By ten o’clock she’s still not home.
Every time I hear a car, which isn’t often, I run to the window, hoping it’s a taxi, but nothing.
‘Do you think I should call the police?’ I say to Tom, who’s sitting in front of the television watching The Wire on box set, although neither of us can concentrate.
‘The police won’t do anything. Haven’t you got to wait twenty-four hours or something before they’ll look into an adult’s disappearance?’
I take a deep breath, pushing down panic. I don’t know what to do with myself – my body oozes with nervous energy. I know Mum is a free spirit and I never worry about her when she’s in Spain. But something doesn’t feel right about this. I know she would have rung me – after all, this is a journey we’re on together.
I pull back the grey flowered curtains that we’d taken from our Croydon flat and don’t quite fit the window. It’s dark outside. There isn’t even a streetlamp to light the way, the moon a sliver of a crescent in the sky, half obscured by a cloud. The night seems heavy and oppressive, like a thick blanket curling around my car and Tom’s bike, making innocuous shapes menacing.
‘Come away from the window,’ says Tom, gently. ‘I’m sure she’s okay.’
‘Then why wouldn’t she have phoned?’ I wail, my hands clenched by my sides.
I can’t shake the feeling that something bad has happened to her. Something that’s connected to all this.
What have we got involved in?
27
Lorna
Lorna finds herself a window seat on the train back to London, clutching her caramel macchiato, grateful that nobody has occupied the space next to her so she can stretch out. She’s shattered and a little tipsy. She shouldn’t have had that last glass of wine.

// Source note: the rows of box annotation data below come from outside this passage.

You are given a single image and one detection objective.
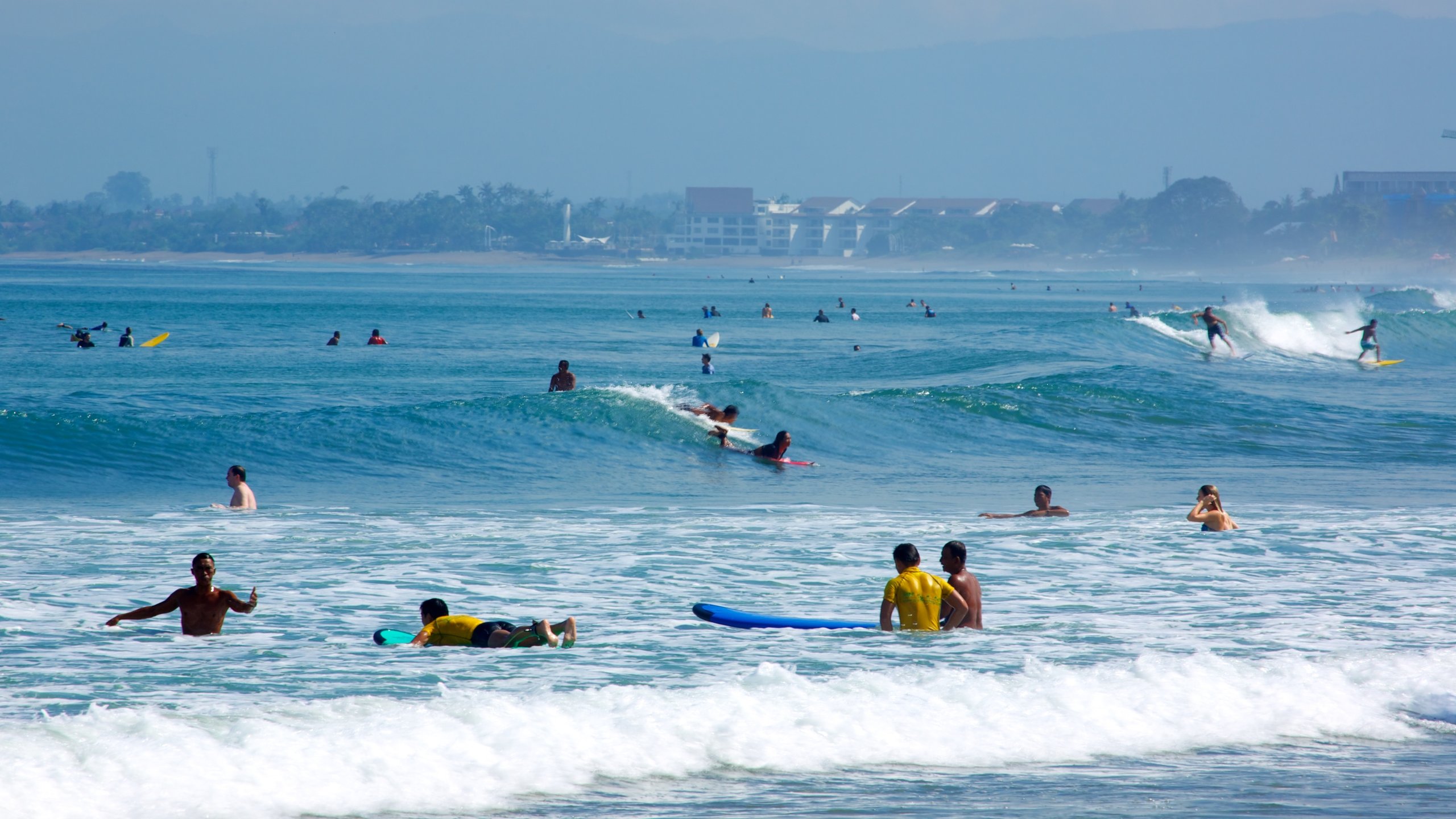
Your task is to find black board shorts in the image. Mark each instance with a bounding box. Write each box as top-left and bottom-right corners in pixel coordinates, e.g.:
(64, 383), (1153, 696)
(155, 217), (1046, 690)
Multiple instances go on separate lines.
(470, 619), (515, 648)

Now it’s gone eight and she still has to get from London to Chippenham. She leans her head against the glass as the train pulls out of the station, watching the sun cast purple and peach streaks across the sky, reflecting on her conversation with Alan and her suspicions that Daphne and Sheila are the same person. She can’t wait to tell Saffy.
She sits up straighter. Saffy! She hasn’t called her all day. Damn it, she’d promised she’d ring on her way home. She rummages in her bag for her phone. Where is it? She has so much crap in her bag: old receipts, business cards, a notebook, two pens, her purse and make-up. But it doesn’t matter how much she searches, it’s not there. She flops back against the seat. She must have dropped it or did she leave it on the table when she left? She groans, startling a man in the seat opposite. Her whole life is on that phone. She doesn’t know any of the numbers by heart. Who does any more? She suddenly feels naked and vulnerable without it and inwardly curses the modern world, the advances in technology that have made her so dependent on a stupid little machine. She fights the urge to scream. What is she going to do now? She just hopes there’s a taxi rank outside the station in Chippenham or she’ll have a long walk back to Beggars Nook. It’s at least five miles. And without her phone she won’t know the way.